Он пережил ненависть, психическое сопротивление мира; и тем самым выбил незаменимую опору из морального духа своих врагов. Остальное сделал его радикализм, его готовность идти до конца, глубина его решимости, которая казалась его противникам одновременно такой оскорбительной и такой страшной, как странная и дикая собака — в конце концов, они все содрогались перед ним. Его моральное преимущество заключалось в том, что для него это всегда был вопрос жизни и смерти, и это давало ему чувство абсолютных ценностей, о которых другие ничего не знали. Я не буду говорить о его гениальности как стратега, будучи профаном в этой области. И я не хочу говорить о его «удаче»; ибо всегда глупо отделять удачу от других достоинств человека и считать ее незаслуженной, вместо того чтобы считать ее частью всего остального. Все же, если хотите, ему везло. Он был на грани уничтожения, когда Елизавета Российская предалась своим любовным делам и оставила править бедного простака по имени Петр, причем этот Петр восхищался Фридрихом до идолопоклонства, так что он сразу же заключил с ним мир. Но королю пришлось выиграть еще несколько сражений, прежде чем остальные наконец увидели, что это безнадежно, и ушли с поля боя, устав. Он вернулся домой.

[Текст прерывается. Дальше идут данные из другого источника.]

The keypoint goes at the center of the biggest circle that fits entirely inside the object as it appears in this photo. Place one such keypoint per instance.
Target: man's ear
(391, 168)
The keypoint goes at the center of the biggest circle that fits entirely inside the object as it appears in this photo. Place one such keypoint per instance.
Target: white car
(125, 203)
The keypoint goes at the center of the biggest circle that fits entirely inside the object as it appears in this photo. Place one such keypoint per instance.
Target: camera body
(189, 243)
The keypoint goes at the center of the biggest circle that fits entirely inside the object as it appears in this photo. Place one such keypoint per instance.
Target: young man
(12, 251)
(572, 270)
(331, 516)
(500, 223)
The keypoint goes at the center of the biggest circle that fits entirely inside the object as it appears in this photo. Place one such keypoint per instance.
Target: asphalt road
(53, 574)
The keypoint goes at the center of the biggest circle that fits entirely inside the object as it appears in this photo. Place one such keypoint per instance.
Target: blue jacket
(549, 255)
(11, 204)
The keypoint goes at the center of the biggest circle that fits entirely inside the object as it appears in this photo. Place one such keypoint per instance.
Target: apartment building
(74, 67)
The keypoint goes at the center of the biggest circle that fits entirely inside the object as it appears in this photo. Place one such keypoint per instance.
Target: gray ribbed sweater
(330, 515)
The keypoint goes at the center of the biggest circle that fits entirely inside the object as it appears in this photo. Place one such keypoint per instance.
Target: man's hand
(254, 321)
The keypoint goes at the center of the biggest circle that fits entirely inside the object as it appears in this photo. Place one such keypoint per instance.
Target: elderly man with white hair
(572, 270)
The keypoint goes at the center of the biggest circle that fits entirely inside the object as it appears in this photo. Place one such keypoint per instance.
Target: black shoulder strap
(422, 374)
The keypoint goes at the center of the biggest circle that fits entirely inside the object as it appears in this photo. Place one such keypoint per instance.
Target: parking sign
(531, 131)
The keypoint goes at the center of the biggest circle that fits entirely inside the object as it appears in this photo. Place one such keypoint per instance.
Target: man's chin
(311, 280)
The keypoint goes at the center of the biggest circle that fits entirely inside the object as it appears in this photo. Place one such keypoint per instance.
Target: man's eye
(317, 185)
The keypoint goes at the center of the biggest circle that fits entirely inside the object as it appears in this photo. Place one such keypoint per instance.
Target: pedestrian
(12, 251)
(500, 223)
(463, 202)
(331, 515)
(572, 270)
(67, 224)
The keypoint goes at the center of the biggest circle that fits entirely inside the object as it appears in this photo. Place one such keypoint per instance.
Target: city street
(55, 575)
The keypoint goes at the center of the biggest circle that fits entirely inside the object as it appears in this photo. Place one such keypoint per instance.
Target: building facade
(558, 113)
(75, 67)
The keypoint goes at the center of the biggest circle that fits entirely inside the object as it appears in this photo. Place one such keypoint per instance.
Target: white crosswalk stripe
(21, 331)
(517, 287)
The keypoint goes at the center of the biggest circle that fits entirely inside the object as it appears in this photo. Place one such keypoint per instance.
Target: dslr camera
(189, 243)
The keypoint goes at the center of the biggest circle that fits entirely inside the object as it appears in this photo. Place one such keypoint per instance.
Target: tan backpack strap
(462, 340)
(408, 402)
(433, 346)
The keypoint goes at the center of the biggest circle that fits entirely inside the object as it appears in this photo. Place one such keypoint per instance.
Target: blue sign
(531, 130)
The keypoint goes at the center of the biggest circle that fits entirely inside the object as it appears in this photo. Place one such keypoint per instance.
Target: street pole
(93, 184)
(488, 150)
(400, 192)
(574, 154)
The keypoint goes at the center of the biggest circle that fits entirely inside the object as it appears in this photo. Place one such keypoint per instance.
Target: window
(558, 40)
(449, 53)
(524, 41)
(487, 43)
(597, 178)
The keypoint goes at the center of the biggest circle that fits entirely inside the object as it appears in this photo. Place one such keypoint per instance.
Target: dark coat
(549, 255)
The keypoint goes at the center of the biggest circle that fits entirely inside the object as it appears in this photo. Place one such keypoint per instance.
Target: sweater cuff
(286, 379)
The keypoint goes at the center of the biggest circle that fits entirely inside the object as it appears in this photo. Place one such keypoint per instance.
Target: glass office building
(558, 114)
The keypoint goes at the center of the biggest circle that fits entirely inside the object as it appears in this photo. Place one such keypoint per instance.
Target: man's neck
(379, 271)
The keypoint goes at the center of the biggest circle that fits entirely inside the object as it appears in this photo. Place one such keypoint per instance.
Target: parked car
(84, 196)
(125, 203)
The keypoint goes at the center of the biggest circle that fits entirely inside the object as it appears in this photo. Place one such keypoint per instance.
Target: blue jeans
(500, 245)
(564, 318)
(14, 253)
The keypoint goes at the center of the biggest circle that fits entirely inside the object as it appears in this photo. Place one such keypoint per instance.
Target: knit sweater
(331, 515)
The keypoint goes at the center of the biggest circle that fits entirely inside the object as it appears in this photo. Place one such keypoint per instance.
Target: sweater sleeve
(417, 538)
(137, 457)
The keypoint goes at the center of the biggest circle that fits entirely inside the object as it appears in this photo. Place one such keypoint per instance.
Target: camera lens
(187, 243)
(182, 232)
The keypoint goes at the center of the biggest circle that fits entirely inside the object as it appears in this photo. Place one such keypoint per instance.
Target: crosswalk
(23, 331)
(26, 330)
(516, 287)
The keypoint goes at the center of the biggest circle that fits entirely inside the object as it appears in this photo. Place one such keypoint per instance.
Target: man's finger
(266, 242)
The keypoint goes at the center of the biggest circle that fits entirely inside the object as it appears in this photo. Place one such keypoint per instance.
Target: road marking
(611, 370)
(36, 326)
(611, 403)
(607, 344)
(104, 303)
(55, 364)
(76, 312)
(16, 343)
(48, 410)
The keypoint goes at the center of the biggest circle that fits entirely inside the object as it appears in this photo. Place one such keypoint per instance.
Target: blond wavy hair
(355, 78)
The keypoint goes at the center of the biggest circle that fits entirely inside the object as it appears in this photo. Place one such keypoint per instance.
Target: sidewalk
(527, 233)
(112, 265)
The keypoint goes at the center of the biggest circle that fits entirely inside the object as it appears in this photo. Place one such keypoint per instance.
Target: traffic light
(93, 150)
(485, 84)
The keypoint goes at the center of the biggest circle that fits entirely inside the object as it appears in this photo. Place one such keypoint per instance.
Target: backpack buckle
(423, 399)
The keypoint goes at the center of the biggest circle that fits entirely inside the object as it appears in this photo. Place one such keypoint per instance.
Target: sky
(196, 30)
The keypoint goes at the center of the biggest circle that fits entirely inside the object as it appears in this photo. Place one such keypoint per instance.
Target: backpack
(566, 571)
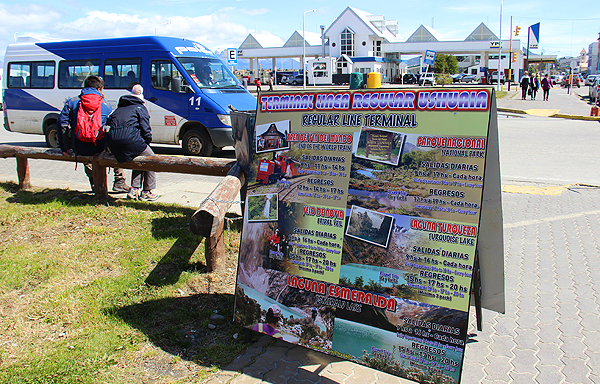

Он не выиграл ничего осязаемого, а его территории были разорены, обезлюдели, обнищали, одичали. Но Пруссия выстояла, ни одна деревня не была потеряна; Силезия была в безопасности, а цель Великой коалиции — полный провал. Это было глубокое унижение для континента от рук одного человека. Вердикт судьбы, вопреки всем вероятностям, был вынесен в его пользу; в конечном счете это было невозможно оспорить. Им пришлось уступить дорогу Пруссии, Германии, чтобы она следовала своим собственным путем — путем, который с тех пор оказался таким же крутым и роковым, таким же полным многообразных и поучительных поворотов судьбы, как любой путь, которым когда-либо ступал народ.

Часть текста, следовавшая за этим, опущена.